Beitrag von Flasche leer »

Schnitte hat geschrieben: Freitag 3. November 2023, 15:44
Flasche leer hat geschrieben: Freitag 3. November 2023, 14:54 Hmh, bräuchte es da im Strafrecht unbedingt noch vollumfänglich auf Augenhöhe ausgebildete Juristen, wenn Entscheidungen in den Händen von Jurys liegen sollten? :-k
Es liegt im angloamerikanischen System ja nur die Beweiswürdigung zur Feststellung der Schuldfrage in den Händen der Jury. Strafmaß, Verfahrensführung und Entscheidungen über die Zulassung von Beweisen liegen immer noch in den Händen des juristisch qualifizierten Richters, der außerdem durch häufige Anleitungen und Warnungen die Jury darauf hinweist, was sie bei ihrer Entscheidungsfindung zu bedenken hat und was nicht.

So ganz fremd ist uns das System übrigens nicht - gab es in Deutschland bis 1924.
OK, aber bräuchte es dafür unbedingt vollumfängliche Strafrechtsausbildung auf Augenhöhe für alle? In den USA eventuell nicht? Dort sollte es vielleicht keine dem deutschen Recht vergleichbar unbedingt notwendige Befähigung zum Richteramt auf Augenhöhe für alle geben, wie für Staatsanwälte, Rechtsanwälte, Richter, Jury?
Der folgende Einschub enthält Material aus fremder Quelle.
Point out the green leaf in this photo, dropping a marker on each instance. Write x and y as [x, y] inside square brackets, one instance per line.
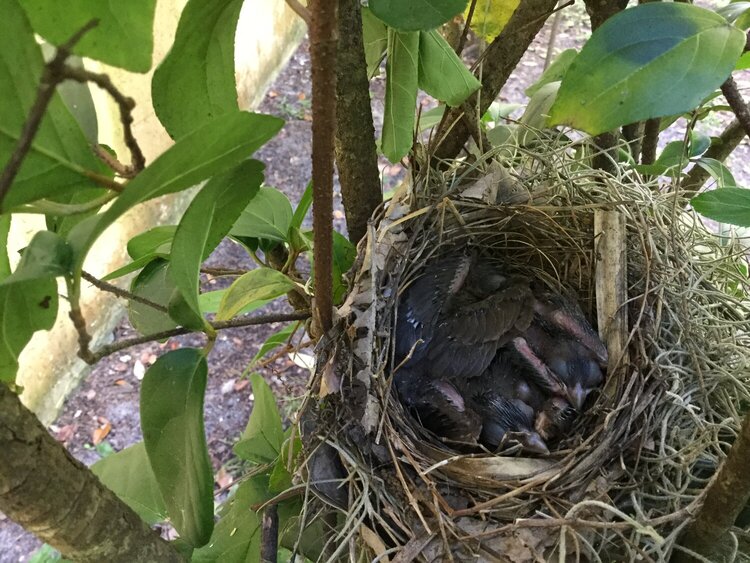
[417, 14]
[60, 155]
[25, 307]
[157, 239]
[302, 207]
[213, 149]
[154, 284]
[402, 75]
[554, 72]
[207, 220]
[259, 284]
[726, 205]
[128, 474]
[172, 396]
[122, 38]
[237, 536]
[261, 441]
[723, 176]
[211, 300]
[4, 260]
[274, 341]
[47, 256]
[195, 82]
[441, 73]
[653, 60]
[375, 38]
[267, 216]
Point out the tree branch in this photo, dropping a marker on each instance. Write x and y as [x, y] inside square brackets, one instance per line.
[356, 153]
[498, 62]
[52, 75]
[323, 58]
[219, 325]
[123, 293]
[725, 497]
[727, 141]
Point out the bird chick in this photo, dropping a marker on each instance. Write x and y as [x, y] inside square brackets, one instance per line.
[505, 420]
[438, 406]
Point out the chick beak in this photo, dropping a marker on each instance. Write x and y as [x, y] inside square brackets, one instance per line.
[533, 442]
[577, 396]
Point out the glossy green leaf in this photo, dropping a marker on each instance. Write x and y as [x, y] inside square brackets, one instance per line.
[653, 60]
[441, 73]
[128, 474]
[123, 37]
[213, 149]
[207, 220]
[154, 240]
[211, 300]
[154, 284]
[25, 307]
[256, 285]
[554, 72]
[47, 256]
[718, 171]
[401, 84]
[195, 82]
[172, 396]
[60, 154]
[375, 39]
[416, 14]
[267, 216]
[303, 207]
[237, 536]
[726, 205]
[277, 339]
[261, 441]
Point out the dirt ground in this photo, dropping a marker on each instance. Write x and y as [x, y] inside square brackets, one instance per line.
[105, 406]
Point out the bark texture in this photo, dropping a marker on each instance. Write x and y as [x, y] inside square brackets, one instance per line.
[356, 155]
[499, 60]
[726, 496]
[323, 62]
[54, 496]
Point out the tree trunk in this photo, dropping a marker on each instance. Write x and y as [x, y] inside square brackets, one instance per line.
[356, 155]
[499, 60]
[54, 496]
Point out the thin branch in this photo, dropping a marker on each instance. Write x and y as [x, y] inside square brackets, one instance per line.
[650, 140]
[219, 325]
[300, 10]
[124, 103]
[269, 545]
[52, 75]
[217, 272]
[465, 33]
[734, 98]
[123, 293]
[323, 44]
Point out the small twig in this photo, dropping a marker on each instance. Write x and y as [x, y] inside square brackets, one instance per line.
[465, 33]
[734, 98]
[269, 545]
[650, 140]
[123, 293]
[300, 10]
[52, 75]
[223, 272]
[220, 325]
[124, 103]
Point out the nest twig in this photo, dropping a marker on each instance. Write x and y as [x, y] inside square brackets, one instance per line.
[621, 485]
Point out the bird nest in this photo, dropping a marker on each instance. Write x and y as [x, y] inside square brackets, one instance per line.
[623, 482]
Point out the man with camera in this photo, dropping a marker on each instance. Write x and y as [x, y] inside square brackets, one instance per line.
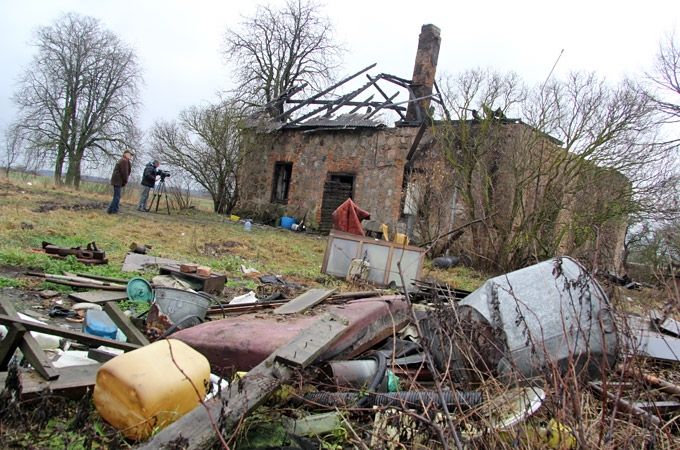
[151, 171]
[119, 178]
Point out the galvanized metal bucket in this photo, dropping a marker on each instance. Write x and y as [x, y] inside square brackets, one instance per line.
[550, 316]
[179, 304]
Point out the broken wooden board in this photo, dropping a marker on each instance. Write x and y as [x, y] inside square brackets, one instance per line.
[305, 301]
[74, 379]
[98, 296]
[87, 339]
[134, 262]
[19, 337]
[308, 345]
[107, 300]
[243, 396]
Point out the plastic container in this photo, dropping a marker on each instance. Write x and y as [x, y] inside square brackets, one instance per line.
[287, 222]
[139, 290]
[98, 323]
[143, 391]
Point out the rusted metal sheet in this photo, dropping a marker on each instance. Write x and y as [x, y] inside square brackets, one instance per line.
[240, 343]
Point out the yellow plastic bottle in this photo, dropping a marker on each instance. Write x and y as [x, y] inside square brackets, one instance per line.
[142, 391]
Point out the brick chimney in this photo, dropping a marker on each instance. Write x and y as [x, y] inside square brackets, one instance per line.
[424, 69]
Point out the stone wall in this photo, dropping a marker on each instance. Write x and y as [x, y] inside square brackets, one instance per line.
[375, 157]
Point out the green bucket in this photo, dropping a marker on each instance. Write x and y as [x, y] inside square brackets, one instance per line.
[139, 290]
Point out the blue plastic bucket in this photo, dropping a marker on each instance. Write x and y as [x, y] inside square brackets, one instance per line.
[287, 222]
[98, 323]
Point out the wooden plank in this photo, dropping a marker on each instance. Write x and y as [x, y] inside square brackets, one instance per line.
[122, 321]
[305, 301]
[70, 378]
[624, 405]
[83, 338]
[98, 296]
[9, 344]
[28, 345]
[306, 346]
[243, 396]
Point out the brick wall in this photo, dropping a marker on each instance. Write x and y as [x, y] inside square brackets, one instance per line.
[375, 157]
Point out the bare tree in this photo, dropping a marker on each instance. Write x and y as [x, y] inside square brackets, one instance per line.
[276, 49]
[79, 96]
[581, 160]
[205, 143]
[13, 145]
[665, 80]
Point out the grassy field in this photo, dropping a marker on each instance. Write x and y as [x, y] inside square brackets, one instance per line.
[33, 211]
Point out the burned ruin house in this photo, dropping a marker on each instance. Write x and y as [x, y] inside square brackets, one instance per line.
[319, 152]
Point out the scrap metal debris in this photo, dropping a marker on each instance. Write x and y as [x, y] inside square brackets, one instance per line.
[91, 255]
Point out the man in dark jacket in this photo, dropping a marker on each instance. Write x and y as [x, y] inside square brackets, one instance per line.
[119, 177]
[148, 181]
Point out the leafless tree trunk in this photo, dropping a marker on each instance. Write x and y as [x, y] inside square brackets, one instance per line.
[205, 143]
[276, 49]
[14, 141]
[79, 97]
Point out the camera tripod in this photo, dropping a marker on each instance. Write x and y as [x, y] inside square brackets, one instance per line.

Es kann ja angedacht sein, Dinge aus den USA zu übernehmen. Allerdings kann dies weiter hierzulande bislang für unverzichtbar erachtete Dinge betreffen. Das deutsche Recht will sich als besonders qualitätsvoll gegenüber anderen Rechtssystemen erachten, weil hier maßgeblich hochqualifizierte Juristen nach fachlich sachlichen systemischen Gesichtspunkten Entscheidungen tragen und keine Jurys aus der übrigen Bevölkerung. Kann darüber nachzudenken sein, Jurys zu übernehmen. Das könnte allerdings an der "überlegenen Qualität" des deutschen Rechtssystems weiter rütteln, wonach Entscheidungen von hochqualifizierten Juristen auf Augenhöhe nach rein fachliche, sachlich, systemischen Gesichtspunkten getragen werden?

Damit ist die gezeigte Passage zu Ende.